De entrada, los políticos llegaron a la conclusión corporativista de que tenían que estar bien pagados para atraer al servicio público a los mejores, con la mala suerte de que los mejores se quedaron donde estaban y que los sueldos y privilegios que la clase política se adjudicó a sí misma acabaron sirviendo de reclamo irresistible para una tropa variopinta de incompetentes y de espabilados...
Pero no nos rebajemos a hablar de dinero, como unos vulgares magnates, y centrémonos en otra de las respuestas posibles: lo que ha fallado son tal vez los mecanismos de control no ya sobre las fechorías lucrativas de los gobernantes, sino sobre sus delirios cotidianos, que también se las traen.

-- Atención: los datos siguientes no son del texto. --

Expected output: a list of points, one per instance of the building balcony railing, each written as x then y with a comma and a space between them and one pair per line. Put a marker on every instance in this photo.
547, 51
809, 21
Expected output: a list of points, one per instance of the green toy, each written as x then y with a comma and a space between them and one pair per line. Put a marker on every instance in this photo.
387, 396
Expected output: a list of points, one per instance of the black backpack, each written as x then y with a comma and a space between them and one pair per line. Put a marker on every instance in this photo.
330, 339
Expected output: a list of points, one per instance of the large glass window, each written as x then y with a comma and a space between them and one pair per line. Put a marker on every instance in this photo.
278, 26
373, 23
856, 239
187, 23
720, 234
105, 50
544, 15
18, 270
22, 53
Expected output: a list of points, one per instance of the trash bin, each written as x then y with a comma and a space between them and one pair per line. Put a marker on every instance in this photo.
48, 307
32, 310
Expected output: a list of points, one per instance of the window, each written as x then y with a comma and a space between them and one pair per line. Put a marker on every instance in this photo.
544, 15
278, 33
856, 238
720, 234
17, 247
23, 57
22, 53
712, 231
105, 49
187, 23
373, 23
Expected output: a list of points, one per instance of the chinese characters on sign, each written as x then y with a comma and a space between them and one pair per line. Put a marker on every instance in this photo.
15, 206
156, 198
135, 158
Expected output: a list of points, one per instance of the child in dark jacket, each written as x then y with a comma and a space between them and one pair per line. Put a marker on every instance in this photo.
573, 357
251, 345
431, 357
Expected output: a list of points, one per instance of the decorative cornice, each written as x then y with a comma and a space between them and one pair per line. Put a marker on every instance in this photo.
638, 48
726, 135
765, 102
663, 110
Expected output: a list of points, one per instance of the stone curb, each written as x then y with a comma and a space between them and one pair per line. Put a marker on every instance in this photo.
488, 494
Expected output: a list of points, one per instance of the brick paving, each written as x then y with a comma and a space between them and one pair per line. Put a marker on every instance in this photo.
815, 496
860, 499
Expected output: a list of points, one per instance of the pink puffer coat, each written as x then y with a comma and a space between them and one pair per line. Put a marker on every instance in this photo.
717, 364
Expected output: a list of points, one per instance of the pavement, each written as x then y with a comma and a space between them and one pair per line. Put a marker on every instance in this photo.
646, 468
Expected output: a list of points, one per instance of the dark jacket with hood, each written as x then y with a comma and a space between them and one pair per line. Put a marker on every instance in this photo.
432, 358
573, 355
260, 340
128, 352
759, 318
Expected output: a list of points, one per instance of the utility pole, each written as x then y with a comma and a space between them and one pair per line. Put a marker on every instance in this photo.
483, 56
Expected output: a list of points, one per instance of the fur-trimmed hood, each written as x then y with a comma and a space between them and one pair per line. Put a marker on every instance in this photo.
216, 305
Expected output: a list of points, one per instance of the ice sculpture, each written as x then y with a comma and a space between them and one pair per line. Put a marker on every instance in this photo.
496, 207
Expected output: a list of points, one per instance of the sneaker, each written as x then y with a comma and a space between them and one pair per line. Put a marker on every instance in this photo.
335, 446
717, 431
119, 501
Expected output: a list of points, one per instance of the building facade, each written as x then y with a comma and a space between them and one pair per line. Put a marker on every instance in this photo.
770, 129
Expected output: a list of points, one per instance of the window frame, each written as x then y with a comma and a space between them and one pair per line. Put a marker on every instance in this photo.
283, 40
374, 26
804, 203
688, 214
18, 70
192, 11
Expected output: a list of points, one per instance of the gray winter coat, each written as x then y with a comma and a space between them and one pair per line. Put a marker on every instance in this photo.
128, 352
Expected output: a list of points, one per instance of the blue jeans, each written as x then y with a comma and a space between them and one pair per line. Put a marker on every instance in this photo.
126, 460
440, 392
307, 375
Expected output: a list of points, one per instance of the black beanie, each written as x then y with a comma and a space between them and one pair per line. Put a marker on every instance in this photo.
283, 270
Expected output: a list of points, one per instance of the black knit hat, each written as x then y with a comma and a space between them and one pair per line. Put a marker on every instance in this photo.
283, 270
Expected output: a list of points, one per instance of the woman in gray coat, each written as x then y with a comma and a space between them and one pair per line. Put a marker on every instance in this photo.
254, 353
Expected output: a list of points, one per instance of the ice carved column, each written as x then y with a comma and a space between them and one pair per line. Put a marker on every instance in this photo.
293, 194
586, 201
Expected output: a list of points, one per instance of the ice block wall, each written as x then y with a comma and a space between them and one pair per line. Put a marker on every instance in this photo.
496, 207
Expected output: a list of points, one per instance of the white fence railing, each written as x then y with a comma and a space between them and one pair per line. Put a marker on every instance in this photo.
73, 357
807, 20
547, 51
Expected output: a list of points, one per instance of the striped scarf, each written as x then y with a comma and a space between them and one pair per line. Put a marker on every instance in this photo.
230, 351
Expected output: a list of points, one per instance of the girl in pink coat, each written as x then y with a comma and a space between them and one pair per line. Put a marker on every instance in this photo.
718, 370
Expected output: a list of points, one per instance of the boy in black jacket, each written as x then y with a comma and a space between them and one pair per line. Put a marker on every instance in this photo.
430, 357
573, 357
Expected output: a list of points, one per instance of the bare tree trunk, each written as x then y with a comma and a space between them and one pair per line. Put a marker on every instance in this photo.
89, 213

Un alcalde, pongamos por caso, decide una rotonda en cuyo centro luzca la escultura de bronce de un aguador con borriquillo o bien un chirimbolo conceptual que homenajee a la Constitución. Como ocurrencia es respetable, pero, en una democracia madura, se activaría el mecanismo de control sobre el delirio institucional, gestionado por un organismo ex profeso, que llamaría a capítulo al alcalde fantasioso y que, con el apoyo de un profesional de la psicología, le haría entender que ni la rotonda ni la escultura son elementos sociales de primera necesidad.
Y lo mismo si un regidor decide construir una Ciudad de la Justicia, una plaza de toros cubierta, un museo etnográfico, una piscina, un aeropuerto en medio de la nada o un monolito con la imagen de la patrona.
Eso es tal vez lo que necesitamos. Ese organismo. Con el inconveniente de que habría que crear otro para controlar ese organismo de control. Pero seamos positivos.